The National Institutes of Health (NIH), of which NIAID is a part, have been joined at the hip with the Gates Foundation for many years, together funding 57% of “global-health research and development on diseases that disproportionately affect populations in low- and middle-income countries.” The close partnership has involved working to develop new vaccines (such as a malaria vaccine and a universal influenza vaccine) as well as mobilizing Gates funding streams to roll out NIH-developed vaccines across the developing world. In 2013, Gates declared himself “thrilled” with NIH for “pushing [vaccine research] forward” and stated, “We are just at the beginning of what we can do together.”
Singing the same discordant tune
Despite writing on March 26 in The New England Journal of Medicine that the COVID-19 case fatality rate is likely to be no worse than the rate observed for a severe seasonal flu, Dr. Fauci continues to pledge allegiance to extreme measures, parroting Mr. Gates’ statements that more prolonged lockdowns are necessary and advising Americans to become a nation of obsessive-compulsive hand-washers who never share a handshake again. On these topics , Birx has been evasive and non-committal.
Recently, Dr. Zeke Emanuel—coronavirus advisor to both Joe Biden and the WHO, and one of the former ringleaders behind Obamacare—joined the fray, urging the banning of conferences, concerts, sporting events, religious services and restaurant meals for another 18 months, or “until we have a vaccine that protects everyone.” The Guardian obligingly echoed this vaccine-centric propaganda on April 8 when, reporting on a Chinese study just published in The Lancet, the British rag stated that “Lockdowns can’t end until Covid-19 vaccine found.”

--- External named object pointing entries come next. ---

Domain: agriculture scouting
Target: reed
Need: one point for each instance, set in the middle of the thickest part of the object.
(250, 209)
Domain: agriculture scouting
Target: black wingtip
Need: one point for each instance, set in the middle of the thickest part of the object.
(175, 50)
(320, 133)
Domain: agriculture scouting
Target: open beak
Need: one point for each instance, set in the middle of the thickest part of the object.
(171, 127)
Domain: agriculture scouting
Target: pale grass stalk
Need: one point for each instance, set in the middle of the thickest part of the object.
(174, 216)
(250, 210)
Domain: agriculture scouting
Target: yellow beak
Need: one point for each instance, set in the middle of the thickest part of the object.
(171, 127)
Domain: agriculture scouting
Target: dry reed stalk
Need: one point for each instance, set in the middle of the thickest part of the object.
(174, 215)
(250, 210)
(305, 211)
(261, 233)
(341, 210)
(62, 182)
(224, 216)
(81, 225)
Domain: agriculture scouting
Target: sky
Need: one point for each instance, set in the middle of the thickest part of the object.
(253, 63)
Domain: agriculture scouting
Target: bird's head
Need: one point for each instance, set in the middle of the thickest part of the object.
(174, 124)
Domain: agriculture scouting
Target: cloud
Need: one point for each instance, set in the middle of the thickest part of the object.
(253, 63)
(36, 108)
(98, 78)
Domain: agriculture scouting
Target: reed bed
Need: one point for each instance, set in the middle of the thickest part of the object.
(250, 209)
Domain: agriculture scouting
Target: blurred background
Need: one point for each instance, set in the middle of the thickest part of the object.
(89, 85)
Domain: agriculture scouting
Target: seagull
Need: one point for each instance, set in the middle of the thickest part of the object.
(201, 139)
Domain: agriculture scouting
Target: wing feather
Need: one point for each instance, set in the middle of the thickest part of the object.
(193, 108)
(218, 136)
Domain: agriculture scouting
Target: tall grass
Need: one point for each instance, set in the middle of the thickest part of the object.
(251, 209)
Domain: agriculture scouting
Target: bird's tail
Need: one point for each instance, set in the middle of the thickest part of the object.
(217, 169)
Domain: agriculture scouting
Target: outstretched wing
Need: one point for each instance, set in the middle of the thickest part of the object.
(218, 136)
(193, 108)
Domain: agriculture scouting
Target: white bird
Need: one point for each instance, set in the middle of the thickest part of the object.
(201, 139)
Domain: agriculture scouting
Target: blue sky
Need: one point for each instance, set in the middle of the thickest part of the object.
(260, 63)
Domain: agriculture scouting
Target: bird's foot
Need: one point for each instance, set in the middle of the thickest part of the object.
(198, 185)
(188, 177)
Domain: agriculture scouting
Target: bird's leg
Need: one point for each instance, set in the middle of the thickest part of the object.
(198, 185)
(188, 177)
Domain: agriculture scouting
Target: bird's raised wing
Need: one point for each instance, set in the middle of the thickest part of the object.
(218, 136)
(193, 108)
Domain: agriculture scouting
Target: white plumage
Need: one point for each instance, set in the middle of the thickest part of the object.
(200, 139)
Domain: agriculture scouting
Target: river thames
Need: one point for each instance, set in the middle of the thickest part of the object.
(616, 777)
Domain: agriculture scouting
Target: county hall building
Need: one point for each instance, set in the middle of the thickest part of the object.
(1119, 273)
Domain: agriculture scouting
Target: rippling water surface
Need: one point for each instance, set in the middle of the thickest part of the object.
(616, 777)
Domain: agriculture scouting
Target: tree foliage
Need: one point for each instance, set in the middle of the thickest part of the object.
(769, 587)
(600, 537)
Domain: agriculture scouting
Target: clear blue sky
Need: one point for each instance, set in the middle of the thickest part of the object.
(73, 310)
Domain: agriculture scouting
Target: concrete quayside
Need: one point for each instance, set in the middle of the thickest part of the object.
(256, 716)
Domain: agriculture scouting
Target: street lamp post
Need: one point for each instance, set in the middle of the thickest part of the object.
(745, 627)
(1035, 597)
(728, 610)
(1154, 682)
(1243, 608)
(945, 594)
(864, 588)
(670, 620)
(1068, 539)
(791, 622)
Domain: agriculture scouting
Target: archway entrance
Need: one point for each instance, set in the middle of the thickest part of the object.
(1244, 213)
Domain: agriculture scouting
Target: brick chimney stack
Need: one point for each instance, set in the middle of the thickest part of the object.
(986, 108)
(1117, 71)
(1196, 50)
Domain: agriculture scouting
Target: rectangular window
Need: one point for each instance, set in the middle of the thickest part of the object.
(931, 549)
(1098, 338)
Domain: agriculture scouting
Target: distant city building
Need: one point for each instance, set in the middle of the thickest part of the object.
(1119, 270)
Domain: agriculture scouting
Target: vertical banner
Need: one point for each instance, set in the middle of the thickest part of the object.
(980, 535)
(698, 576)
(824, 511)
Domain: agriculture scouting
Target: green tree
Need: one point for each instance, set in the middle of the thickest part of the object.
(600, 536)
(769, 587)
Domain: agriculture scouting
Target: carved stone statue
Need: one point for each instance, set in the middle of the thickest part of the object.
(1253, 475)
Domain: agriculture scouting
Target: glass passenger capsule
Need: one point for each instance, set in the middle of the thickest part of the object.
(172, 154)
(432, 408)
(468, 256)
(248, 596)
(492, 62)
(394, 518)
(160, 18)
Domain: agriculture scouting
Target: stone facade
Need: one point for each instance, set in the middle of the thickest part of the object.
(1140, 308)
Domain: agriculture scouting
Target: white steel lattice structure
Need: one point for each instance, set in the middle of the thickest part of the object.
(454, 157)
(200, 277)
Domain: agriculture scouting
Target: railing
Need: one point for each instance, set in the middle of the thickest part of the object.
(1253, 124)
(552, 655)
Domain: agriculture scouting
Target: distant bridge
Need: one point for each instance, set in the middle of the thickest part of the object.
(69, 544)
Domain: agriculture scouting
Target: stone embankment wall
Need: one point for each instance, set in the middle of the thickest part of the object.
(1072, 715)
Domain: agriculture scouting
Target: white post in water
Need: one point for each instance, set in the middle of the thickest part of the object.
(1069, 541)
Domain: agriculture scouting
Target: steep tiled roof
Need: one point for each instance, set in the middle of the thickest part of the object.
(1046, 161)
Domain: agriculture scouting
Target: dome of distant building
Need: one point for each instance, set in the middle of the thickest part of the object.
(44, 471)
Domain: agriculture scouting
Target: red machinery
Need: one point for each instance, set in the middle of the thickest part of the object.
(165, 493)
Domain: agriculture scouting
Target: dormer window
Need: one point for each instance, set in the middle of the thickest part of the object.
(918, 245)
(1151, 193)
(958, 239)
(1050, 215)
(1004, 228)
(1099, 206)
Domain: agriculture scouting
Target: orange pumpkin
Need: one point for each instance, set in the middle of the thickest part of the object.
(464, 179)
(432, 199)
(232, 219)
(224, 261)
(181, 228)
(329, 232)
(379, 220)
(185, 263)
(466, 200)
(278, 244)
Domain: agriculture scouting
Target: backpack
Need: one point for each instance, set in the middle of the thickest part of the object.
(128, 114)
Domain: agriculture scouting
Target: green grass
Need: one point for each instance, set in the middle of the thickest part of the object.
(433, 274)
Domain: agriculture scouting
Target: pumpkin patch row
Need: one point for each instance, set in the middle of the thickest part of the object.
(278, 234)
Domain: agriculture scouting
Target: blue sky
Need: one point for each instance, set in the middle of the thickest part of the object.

Listening to these individuals’ carefully crafted public briefings on COVID-19 exit strategies, one could easily get the impression that a SARS-CoV-2 vaccine is, indeed, the only way out. For a population amped up on hysteria and fear, it may be challenging to accept other solutions—including the historically documented benefits of natural herd immunity—but the studies on unsafe vaccines for SARS-CoV, RSV and dengue suggest that Americans would be wise to ask the age-old question of “who benefits” and push back against the billionaires and scientists looking to limit choices, control populations and make a financial killing.